The issue I have with the Chapek-era business model is that it has turned Disney’s long held value proposition and turned it on its head.
For years, Disney has taken the stance that if you provide an unparalleled, unique, always improving, high quality experience, people will come and you can charge what you want. Prices go up, sure. People complain, sure. But the driving force has been quality. Improve the quality of experience, increase prices.
Now, Chapek’s Disney has taken an unnecessary (see their stock price for God’s sake) knee-jerk reaction of: “we need to bounce back from Covid in a big way, let’s cut costs and raise prices. Maximize the per-guest profit.”
Any MBA grad would look at the market and suggest to do the same thing - cut the fat and raise prices until the customer tells us to stop (by not paying anymore). The problem is that this completely upends Disney’s long term strategy. People are coming back to the parks, and coming to the parks for the first time, and having a subpar experience.
They’re still paying an arm and a leg, if not more, but the parks are more crowded, there’s no FastPass (which hits families with young kids particularly hard), there are fewer dining options/menu items, no character meets, scaled back parades, less entertainment, fewer on-site resort benefits, soon-to-be no magical express, and the parks are less clean.
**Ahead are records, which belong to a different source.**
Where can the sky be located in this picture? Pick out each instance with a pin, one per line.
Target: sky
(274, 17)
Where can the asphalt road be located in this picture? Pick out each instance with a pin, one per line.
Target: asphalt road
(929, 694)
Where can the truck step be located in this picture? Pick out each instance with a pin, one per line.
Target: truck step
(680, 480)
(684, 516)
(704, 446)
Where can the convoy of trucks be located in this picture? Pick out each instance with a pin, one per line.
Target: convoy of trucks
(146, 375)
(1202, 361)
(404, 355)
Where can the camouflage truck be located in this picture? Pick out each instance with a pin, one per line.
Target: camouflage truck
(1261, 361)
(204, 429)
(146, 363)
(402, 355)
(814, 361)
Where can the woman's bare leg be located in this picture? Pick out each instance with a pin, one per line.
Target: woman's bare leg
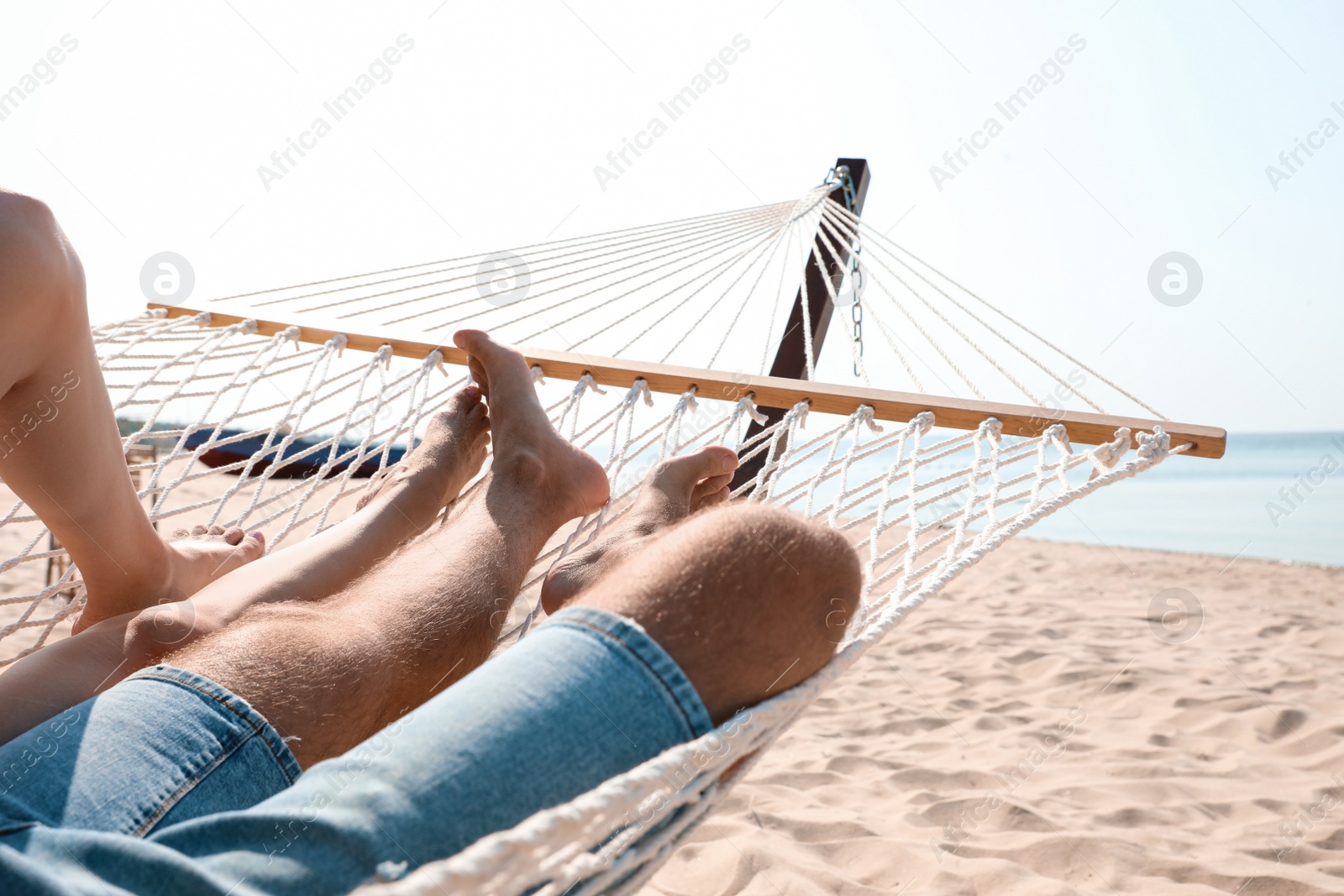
(60, 448)
(407, 503)
(333, 672)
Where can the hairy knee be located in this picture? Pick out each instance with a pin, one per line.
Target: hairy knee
(749, 600)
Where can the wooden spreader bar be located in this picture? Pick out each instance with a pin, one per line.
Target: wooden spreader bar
(774, 391)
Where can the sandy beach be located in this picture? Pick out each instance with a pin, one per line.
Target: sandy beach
(1034, 731)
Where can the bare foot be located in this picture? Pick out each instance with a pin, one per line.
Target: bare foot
(528, 449)
(443, 464)
(190, 562)
(671, 492)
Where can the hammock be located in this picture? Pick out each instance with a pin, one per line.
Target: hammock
(925, 486)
Some of this is still Covid-related, but most is not. And I’m telling you that whatever Chapek can keep cut out, he will.
I’ve been traveling to Disney World three times per year for a while, and in the past six months I’ve had three separate family friends come to me after their first WDW trips with young kids, and all of them said it wasn’t worth it. It was crazy, lines were impossible, and it just wasn’t special.
That’s not the Disney I know, but it will keep happening, and Chapek will keep driving away an entire generation of families so long as his Disney business model prioritizes short term profit over park quality.